Tonight I don’t try to say anything about Mom’s obsession. I don’t make a crack or sigh like I usually do. Just try to clear the puke taste from my mouth by swallowing so many times that I’m all out of spit and my mouth is dry. Mom, hands on my head again, fingers in my hair, says, “You never talk to your dad about this, do you?”
“No.”
“Why not?”
“Because Dad isn’t alive anymore, Mom.”
“When was the last time you went to the hospital to see him? You remember, used to be that you’d go every day after school. Pedal your bike all the way, cheeks all flushed, huffing and puffing. Your shirt so sweaty I’d have to wash it twice to get the-”
“I was in middle school, Mom. That was years ago.”
Mom puts on a frown. It’s disappointment more than anything.
“What if I told you that he needs you? Right now more than ever, Ade. He cares about you. It’s just that he… he’s kind of lost out there.

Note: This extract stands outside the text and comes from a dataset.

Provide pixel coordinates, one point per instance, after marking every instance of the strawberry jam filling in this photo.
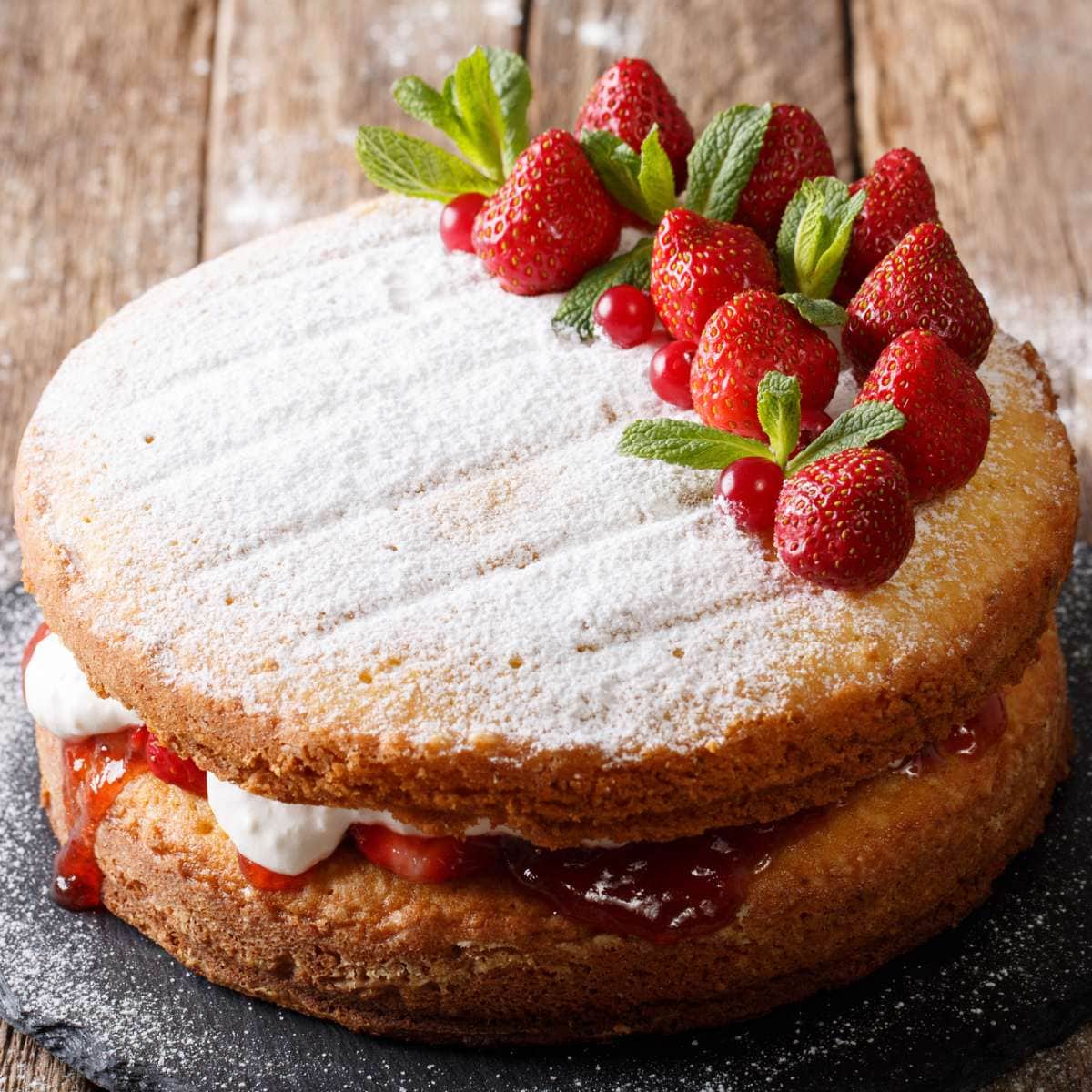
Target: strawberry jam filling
(662, 891)
(96, 771)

He’s in limbo and needs a voice to guide him back.”
I give in. Sigh loud. “I went to see him four months ago. And it wasn’t Dad. Not the dad I grew up with. Not the one who taught me how to ride a bike or do a flip turn. Not him, Mom. Not that guy. That guy is like this emaciated thing. You know, like when the mad townspeople crack open the crypt to stake the vampire and they find… well, they find something like what’s lying in that hospital bed.”
Mom has tears forming but wipes them away before they can run. “Ade, you’re being very cruel…”
I lean in, give my mom a hug. Hold her tight and in my arms she shakes. Then I say, “It’s hard for me. I don’t like being reminded of who he used to be. I’m not sure what to believe, either. I’m not sure that he’s there. I know you think he is. That maybe talking to him will help him, but I’m not so convinced. You know what Dr. Ruby says. She says that Dad’s not actually-”
“I know,” Mom sobs. “I know.” And then, pulling herself away, straightening herself out, pushing back her hair and her glasses, she says, “We can go visit him together sometime. That would be nice, wouldn’t it? If we go as a family?”
I nod and then notice a text on my phone. It’s from Jimi.